Temple University's Katz School of Medicine and New York City's Hunter College are being awarded $13.5 million to jointly explore ways to reduce cancer health disparities that affect African Americans, Hispanic Americans, and Asian-Pacific Americans.
The five-year grant from the National Cancer Institute will fund the creation of the Temple University Fox Chase Cancer Center and the Hunter College Regional Comprehensive Cancer Health Disparities Partnership, the institutions announced Tuesday. The joint effort will involve more than 70 investigators across the two institutions and strengthen outreach to communities in New York City, New Jersey, and Pennsylvania.
"It is a prestigious honor for Temple and Hunter to receive this competitive and unique grant to establish a cross-regional infrastructure to tackle the disproportionate cancer burden affecting underserved and diverse communities," said Grace X. Ma, principal investigator for the Fox Chase center and Temple associate dean for health disparities.
"For too long, certain communities have faced barriers that prevent them from getting the best available cancer prevention, detection, and treatment care, and they suffer disproportionately as a result," said Olorunseun Ogunwobi, principal investigator at Hunter and director of its cancer disparities research center. "This grant will enable us to identify research-based solutions to overcome those disparities, improving quality of life and health outcomes."
African Americans have the highest mortality rate and shortest survival rate for most cancers compared with other racial and ethnic groups in the United States, according to American Cancer Society findings presented by the partnership's representatives.
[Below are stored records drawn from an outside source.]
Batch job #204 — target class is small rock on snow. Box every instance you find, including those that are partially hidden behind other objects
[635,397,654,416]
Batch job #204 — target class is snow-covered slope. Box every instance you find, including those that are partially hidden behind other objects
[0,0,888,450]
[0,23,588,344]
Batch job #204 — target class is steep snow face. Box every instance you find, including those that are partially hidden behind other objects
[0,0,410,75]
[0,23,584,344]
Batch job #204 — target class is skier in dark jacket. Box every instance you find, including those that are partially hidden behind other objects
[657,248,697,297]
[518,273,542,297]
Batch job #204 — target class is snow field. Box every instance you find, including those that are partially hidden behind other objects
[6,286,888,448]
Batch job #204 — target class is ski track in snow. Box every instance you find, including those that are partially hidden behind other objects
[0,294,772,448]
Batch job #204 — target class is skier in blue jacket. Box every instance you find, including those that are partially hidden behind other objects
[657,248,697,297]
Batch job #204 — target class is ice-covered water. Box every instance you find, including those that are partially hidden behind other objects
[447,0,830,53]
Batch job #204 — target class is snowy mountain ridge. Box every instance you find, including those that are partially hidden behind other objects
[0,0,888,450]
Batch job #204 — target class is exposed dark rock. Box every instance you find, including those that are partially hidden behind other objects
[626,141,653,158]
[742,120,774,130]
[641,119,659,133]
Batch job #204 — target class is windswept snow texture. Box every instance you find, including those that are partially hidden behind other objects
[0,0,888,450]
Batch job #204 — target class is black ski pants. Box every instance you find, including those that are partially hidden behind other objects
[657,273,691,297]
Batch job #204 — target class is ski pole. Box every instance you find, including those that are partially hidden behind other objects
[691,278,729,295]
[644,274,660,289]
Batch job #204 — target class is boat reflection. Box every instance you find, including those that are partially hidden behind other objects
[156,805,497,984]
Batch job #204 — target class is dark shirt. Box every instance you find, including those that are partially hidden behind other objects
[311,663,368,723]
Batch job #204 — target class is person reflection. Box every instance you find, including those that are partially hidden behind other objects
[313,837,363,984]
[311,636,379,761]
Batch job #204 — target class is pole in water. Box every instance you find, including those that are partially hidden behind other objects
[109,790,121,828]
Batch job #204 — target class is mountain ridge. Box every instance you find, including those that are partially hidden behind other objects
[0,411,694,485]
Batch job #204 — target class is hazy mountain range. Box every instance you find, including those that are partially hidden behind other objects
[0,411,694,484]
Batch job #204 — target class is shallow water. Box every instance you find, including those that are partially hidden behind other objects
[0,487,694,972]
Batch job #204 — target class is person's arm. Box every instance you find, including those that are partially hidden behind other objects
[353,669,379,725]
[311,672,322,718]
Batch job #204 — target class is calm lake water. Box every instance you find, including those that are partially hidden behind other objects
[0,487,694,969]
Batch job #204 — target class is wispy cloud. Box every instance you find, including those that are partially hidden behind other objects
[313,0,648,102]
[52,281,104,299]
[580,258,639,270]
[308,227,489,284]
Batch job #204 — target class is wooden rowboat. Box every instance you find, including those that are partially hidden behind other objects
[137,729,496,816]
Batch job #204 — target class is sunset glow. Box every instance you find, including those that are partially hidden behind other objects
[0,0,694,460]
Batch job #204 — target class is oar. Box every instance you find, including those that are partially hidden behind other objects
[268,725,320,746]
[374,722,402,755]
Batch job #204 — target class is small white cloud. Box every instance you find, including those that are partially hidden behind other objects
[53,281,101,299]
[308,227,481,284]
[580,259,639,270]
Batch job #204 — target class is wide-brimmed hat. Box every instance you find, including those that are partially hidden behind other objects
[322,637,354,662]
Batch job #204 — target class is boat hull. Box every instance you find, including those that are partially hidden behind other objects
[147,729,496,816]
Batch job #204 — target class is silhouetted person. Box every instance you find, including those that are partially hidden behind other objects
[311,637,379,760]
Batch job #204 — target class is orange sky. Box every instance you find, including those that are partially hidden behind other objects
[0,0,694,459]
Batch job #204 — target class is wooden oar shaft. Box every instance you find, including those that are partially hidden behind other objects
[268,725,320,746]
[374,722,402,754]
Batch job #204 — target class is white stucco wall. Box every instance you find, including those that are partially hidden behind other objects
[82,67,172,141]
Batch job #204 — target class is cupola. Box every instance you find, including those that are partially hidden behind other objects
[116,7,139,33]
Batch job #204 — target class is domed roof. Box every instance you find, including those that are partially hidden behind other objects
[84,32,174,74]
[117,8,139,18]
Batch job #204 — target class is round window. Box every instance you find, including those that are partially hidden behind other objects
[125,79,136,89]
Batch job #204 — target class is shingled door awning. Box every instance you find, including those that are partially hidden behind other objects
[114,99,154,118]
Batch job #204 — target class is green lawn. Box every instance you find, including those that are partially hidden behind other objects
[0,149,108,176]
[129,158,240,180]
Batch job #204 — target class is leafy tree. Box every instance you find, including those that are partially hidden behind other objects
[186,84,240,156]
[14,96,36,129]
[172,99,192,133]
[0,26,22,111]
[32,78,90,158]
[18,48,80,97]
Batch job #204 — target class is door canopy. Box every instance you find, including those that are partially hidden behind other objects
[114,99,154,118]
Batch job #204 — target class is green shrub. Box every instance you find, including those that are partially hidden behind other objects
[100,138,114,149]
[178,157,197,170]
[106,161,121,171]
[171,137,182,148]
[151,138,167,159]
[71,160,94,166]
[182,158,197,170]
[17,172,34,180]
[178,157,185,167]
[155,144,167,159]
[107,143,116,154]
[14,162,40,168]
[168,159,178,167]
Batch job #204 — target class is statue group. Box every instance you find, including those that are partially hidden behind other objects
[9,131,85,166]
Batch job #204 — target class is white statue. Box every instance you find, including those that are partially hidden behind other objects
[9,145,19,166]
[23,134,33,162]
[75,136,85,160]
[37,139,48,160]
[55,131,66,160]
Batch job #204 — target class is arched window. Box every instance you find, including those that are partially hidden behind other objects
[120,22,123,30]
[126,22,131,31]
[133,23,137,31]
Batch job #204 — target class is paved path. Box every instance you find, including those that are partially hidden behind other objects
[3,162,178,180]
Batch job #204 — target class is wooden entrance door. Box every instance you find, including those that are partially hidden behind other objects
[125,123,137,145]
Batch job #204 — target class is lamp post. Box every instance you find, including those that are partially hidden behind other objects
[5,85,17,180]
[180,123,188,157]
Meanwhile, the representatives said, cancer has been the leading cause of death for nearly two decades for Asian-Pacific Americans, and both they and Hispanic Americans suffer from high liver cancer rates.
The new partnership will focus on three main areas. One will be cancer research, zeroing in particularly on liver, lung, and colorectal cancers. A second will be looking at ways to diversify research and medical professionals to include more members of the three ethnic and racial groups.
Finally, the partnership will be looking at ways of improving community outreach to the affected groups, including increasing cancer screenings, prevention, early detection, and access to treatment. The researchers also will examine other barriers to care, such as economic issues, health literacy, and proximity to medical services.